Having a more inclusive Committers group leads to a more vibrant platform ecosystem that fosters:
stronger innovative collaboration with the Open edX community
increased developer velocity that accelerates platform advancement
increased developer capacity to own and maintain the platform
Principles
Uphold the principles and standards defined in OEP-54 Core Contributors and OEP-55 Maintainers.
Continue to remain in compliance with the platform’s security, privacy (GDPR, etc), i18n, and a11y commitments.
Since edX.org currently (as of March 2024) deploys continuously off of master, please work with the relevant groups (https://docs.google.com/spreadsheets/d/1ryqbaxMp4x-8Apwss2Br2IOU2UA7zXEI-VDo8dJPb9U/edit#gid=0) to determine when appropriate merge windows are; guidelines will vary repo-to-repo. Guidelines, as they come online, are maintained here: Merge Guidelines for Coding Core Contributors
Support Committers who are at varying levels of technical expertise, though they must demonstrate excellent judgment and accountability.
Be transparent and open about the existence and eligibility of the Committer program.
Hold an equal bar for all engineers.
High Level Contributing Guidelines
Technical changes must be reviewed by other contributors and should align with the maintainers goals for the component.
Before making large technical or architectural changes, be sure to communicate your ideas with the other engineers that work in that area and make sure everyone is aligned on the impementation.
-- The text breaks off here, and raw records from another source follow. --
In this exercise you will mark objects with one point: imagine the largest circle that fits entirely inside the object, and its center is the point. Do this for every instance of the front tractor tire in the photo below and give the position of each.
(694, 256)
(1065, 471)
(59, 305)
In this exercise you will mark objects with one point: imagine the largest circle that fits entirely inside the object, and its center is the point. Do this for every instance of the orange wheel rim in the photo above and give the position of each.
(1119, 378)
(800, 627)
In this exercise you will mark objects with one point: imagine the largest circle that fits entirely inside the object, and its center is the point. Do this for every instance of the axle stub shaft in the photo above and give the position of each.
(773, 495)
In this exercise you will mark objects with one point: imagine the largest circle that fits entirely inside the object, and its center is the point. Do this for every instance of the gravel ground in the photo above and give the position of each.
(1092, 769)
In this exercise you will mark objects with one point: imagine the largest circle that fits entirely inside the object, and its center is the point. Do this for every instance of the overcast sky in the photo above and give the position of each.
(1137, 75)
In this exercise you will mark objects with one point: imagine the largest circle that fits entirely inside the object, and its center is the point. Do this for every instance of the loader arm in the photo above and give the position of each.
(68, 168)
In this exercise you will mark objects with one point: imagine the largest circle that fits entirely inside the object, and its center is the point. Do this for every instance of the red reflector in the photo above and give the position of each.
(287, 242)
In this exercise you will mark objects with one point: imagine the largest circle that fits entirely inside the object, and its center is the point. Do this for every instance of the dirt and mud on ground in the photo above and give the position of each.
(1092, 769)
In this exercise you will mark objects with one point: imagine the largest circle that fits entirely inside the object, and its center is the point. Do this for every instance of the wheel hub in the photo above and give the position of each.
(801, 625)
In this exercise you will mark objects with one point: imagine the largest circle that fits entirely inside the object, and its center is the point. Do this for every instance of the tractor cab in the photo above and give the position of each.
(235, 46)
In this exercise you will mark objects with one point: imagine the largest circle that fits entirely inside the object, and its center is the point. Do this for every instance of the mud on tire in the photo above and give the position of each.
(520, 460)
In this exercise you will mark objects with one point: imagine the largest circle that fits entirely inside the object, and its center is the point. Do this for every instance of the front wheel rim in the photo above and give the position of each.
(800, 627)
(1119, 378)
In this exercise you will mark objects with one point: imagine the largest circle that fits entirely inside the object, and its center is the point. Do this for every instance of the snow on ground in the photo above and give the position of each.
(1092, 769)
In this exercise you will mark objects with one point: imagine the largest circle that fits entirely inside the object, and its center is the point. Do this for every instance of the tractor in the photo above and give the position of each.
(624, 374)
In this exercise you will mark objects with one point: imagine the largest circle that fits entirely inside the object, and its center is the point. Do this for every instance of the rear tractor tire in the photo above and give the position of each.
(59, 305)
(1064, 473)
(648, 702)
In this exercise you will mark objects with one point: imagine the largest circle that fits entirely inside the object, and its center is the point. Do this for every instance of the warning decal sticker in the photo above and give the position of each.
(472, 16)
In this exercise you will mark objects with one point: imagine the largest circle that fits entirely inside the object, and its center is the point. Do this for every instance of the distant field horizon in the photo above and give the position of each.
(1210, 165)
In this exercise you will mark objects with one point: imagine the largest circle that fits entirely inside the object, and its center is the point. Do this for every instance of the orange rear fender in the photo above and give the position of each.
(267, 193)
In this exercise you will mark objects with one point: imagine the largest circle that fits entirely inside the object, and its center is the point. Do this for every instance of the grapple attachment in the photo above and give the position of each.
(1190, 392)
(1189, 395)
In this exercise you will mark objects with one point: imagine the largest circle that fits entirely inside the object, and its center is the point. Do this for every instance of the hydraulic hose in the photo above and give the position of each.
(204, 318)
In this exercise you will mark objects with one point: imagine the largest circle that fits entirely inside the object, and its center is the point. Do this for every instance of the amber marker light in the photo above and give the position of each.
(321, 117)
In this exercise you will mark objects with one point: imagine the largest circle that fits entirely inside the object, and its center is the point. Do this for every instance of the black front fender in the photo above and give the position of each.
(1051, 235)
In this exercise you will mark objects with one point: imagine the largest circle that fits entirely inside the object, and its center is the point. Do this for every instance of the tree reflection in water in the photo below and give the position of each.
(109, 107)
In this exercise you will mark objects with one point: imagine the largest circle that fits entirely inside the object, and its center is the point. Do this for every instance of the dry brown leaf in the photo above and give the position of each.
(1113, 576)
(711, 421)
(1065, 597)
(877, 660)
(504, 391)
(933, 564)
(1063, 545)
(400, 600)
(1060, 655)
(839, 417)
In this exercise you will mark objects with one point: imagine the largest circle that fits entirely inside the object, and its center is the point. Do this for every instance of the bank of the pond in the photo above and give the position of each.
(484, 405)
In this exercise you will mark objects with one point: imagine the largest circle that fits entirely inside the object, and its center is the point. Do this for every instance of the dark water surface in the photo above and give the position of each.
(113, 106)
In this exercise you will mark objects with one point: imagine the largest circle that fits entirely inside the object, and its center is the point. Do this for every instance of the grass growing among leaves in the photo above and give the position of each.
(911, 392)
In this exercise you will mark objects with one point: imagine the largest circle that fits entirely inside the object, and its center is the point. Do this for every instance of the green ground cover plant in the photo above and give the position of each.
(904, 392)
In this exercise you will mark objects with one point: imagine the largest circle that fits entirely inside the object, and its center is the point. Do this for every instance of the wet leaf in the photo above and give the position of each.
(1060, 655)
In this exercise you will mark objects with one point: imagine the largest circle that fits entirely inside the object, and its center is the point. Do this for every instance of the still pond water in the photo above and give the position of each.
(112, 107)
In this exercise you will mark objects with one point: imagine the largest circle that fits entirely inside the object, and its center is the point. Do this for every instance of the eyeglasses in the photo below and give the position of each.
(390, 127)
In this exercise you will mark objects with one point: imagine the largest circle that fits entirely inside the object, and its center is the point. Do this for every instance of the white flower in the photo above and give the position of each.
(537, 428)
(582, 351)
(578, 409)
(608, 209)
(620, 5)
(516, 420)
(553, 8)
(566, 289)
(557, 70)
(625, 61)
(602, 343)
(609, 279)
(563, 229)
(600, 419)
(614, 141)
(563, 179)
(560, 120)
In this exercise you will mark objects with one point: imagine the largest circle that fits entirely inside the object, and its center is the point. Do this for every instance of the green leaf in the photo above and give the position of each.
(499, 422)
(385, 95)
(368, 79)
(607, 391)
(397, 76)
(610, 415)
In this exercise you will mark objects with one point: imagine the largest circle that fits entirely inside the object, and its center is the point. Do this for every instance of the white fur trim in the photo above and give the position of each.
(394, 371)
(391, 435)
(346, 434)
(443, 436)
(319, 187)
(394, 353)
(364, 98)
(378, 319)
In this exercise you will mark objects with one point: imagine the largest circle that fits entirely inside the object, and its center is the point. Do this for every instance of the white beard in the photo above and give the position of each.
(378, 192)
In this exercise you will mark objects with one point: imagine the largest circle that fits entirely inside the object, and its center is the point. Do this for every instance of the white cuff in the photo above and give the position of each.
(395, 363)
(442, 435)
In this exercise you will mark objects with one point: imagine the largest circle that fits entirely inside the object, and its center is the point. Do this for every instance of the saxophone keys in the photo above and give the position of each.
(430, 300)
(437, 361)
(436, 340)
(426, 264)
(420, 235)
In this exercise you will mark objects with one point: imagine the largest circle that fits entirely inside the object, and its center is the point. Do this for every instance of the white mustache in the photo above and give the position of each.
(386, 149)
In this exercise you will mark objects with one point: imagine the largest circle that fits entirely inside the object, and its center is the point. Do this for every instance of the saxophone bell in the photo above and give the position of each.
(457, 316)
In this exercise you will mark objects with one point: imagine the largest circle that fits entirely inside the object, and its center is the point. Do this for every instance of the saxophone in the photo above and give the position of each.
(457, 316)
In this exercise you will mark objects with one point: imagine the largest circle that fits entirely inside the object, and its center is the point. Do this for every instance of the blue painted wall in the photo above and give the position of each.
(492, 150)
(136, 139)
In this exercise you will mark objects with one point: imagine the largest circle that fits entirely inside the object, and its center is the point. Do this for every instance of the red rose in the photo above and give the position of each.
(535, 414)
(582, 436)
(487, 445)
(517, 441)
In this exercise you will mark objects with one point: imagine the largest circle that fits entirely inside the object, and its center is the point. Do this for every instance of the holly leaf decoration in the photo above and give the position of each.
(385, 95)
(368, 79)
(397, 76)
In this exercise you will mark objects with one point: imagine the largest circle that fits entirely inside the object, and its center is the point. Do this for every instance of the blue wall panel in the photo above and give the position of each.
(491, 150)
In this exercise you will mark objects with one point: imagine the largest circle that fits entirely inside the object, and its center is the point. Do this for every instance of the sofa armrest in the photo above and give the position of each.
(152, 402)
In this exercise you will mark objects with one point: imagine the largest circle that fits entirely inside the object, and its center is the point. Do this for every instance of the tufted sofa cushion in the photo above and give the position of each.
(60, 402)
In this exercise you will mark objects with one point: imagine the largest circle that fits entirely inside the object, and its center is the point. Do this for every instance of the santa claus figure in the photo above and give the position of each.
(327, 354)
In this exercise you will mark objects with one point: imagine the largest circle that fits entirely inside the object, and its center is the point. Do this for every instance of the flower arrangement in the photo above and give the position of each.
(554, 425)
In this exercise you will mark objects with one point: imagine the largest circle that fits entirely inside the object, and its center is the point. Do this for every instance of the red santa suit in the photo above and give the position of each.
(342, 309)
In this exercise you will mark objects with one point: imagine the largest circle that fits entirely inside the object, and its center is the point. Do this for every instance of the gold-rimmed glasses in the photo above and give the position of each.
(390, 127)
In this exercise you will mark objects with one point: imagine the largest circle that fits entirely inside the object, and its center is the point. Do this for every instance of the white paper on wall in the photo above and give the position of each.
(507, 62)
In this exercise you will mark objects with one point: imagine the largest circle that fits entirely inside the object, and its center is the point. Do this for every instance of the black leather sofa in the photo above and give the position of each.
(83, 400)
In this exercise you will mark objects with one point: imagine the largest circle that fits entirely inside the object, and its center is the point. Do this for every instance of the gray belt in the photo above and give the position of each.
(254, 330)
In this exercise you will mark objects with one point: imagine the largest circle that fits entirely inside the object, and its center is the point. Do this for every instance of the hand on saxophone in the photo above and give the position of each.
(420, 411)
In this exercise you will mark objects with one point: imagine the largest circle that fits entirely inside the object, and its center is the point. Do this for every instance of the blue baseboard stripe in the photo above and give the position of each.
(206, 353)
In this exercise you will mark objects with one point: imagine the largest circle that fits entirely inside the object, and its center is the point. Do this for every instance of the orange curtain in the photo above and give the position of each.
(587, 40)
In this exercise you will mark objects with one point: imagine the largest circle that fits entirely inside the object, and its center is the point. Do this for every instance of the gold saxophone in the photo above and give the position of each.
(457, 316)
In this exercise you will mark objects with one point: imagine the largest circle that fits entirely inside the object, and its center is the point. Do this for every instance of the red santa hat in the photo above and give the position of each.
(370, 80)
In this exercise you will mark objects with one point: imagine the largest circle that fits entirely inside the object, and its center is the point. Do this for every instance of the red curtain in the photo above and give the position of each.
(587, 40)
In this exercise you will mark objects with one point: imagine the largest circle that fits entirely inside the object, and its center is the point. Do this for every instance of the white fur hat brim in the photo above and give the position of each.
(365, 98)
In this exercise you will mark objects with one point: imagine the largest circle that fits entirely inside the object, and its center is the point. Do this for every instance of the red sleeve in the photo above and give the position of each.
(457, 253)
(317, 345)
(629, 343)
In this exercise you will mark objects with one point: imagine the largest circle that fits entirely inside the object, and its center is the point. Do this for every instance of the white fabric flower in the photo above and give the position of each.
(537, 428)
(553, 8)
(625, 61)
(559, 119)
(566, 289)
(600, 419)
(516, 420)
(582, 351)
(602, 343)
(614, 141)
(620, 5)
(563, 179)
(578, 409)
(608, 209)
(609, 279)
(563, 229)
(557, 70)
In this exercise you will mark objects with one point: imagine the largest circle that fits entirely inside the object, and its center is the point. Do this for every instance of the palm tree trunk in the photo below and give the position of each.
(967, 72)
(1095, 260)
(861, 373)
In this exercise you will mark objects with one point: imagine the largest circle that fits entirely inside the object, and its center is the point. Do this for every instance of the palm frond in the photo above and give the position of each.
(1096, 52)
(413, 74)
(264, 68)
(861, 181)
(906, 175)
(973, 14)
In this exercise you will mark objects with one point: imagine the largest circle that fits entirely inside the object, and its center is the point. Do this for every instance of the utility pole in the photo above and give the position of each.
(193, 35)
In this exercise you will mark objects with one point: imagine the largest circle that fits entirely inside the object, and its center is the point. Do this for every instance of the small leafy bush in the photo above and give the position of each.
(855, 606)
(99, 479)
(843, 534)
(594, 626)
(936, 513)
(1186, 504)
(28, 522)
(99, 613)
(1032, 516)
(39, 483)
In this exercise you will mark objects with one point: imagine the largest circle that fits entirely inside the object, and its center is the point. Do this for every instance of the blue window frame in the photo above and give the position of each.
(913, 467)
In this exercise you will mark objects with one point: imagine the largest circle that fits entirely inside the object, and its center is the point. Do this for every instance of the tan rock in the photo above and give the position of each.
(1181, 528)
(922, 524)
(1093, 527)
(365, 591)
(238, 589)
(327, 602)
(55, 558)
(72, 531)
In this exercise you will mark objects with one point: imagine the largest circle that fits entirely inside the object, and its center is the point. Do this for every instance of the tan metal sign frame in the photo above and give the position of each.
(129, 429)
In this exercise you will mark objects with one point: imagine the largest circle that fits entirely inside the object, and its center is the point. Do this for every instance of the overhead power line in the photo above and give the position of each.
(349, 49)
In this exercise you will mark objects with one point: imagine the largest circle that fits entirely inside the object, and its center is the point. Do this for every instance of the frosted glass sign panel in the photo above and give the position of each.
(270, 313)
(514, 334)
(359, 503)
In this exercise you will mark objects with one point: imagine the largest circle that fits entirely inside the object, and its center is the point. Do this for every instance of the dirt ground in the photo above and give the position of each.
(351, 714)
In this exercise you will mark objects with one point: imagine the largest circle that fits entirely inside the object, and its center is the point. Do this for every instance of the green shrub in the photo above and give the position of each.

These discussions should take place on issues in the relevant repo or in the discussion forums if they span multiple repositories.
Any user-facing change should go through Open edX Product Review prior to starting on coding. This process is described: How to submit an open source contribution for Product Review
Once a change has passed through product review, implementation may begin. If, during implementation, it is discovered that the approved design cannot be coded for one reason or another, the product review discussion thread should be re-opened and alternatives discussed until agreement is reached.
Code reviewers of a user-facing change should read through the product review discussion to ensure they are reviewing and approving only a design that the product team has approved.